Interface ITreeBasedClassifier<T>
- Namespace
- AiDotNet.Interfaces
- Assembly
- AiDotNet.dll
Interface for tree-based classification algorithms.
public interface ITreeBasedClassifier<T> : IProbabilisticClassifier<T>, IClassifier<T>, IFullModel<T, Matrix<T>, Vector<T>>, IModel<Matrix<T>, Vector<T>, ModelMetadata<T>>, IModelSerializer, ICheckpointableModel, IParameterizable<T, Matrix<T>, Vector<T>>, IFeatureAware, IFeatureImportance<T>, ICloneable<IFullModel<T, Matrix<T>, Vector<T>>>, IGradientComputable<T, Matrix<T>, Vector<T>>, IJitCompilable<T>
Type Parameters
TThe numeric data type used for calculations (e.g., float, double).
- Inherited Members
- Extension Methods
Remarks
Tree-based classifiers make decisions by learning a series of hierarchical rules from data. They are highly interpretable and can capture non-linear relationships between features.
For Beginners: Decision trees work like a flowchart - they ask a series of yes/no questions about features to reach a decision. For example, to classify if an animal is a cat: "Has fur?" (yes) -> "Has whiskers?" (yes) -> "Meows?" (yes) -> "It's a cat!"
Key properties:
- MaxDepth: How deep the tree can go (more depth = more complex decisions)
- Feature importance: Which features were most useful for classification
Properties
FeatureImportances
Gets the feature importance scores computed during training.
Vector<T>? FeatureImportances { get; }
Property Value
- Vector<T>
A vector of importance scores, one for each feature. Higher values indicate more important features. Returns null if the model has not been trained.
Remarks
Feature importance is typically computed based on how much each feature contributes to reducing impurity (e.g., Gini impurity or entropy) in the tree.
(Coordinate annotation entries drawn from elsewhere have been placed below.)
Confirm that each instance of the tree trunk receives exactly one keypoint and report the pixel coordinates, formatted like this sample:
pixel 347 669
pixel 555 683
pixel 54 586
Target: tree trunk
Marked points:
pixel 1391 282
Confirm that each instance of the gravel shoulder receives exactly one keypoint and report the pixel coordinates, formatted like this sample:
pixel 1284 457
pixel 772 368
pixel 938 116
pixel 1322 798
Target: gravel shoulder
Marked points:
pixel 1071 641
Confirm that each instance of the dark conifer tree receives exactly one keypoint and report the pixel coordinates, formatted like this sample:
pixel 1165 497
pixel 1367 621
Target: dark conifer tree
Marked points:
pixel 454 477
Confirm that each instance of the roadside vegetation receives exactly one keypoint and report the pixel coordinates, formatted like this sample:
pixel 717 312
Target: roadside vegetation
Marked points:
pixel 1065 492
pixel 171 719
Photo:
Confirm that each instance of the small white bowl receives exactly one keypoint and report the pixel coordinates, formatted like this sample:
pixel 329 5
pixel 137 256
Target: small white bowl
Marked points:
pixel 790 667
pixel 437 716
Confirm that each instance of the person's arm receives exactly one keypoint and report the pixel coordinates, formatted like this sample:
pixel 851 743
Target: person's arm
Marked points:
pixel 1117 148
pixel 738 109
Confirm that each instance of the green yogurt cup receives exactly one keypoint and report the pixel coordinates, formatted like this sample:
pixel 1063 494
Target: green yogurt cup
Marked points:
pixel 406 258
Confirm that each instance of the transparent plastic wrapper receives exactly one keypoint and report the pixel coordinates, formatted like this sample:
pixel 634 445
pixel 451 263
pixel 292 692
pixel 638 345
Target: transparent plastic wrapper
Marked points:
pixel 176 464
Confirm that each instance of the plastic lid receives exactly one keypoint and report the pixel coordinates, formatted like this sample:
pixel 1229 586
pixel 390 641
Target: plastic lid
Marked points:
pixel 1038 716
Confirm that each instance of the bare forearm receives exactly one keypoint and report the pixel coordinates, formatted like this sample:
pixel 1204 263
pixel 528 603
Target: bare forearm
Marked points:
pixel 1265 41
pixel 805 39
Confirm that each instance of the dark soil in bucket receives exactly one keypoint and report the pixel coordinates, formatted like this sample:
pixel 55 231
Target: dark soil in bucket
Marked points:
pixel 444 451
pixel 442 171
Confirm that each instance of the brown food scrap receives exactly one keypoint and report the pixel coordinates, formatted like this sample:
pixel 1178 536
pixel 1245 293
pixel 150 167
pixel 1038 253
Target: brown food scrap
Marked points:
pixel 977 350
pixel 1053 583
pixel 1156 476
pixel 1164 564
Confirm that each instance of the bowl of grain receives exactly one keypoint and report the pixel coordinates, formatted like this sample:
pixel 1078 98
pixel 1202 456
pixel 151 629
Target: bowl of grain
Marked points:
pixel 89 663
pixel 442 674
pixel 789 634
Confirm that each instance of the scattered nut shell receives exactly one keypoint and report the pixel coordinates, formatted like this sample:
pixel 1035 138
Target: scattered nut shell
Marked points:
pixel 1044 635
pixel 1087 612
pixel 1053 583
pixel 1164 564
For Beginners: This tells you which features the tree found most useful for making decisions. A high importance score means that feature appears often near the top of the tree and is crucial for classification.
LeafCount
Gets the number of leaf nodes in the tree.
int LeafCount { get; }
Property Value
- int
The count of terminal nodes (leaves) in the trained tree. Returns 0 if the model has not been trained.
MaxDepth
Gets the maximum depth of the tree.
int MaxDepth { get; }
Property Value
- int
The maximum depth reached during training, or the configured maximum depth.
NodeCount
Gets the number of internal (decision) nodes in the tree.
int NodeCount { get; }
Property Value
- int
The count of non-terminal nodes that make decisions. Returns 0 if the model has not been trained.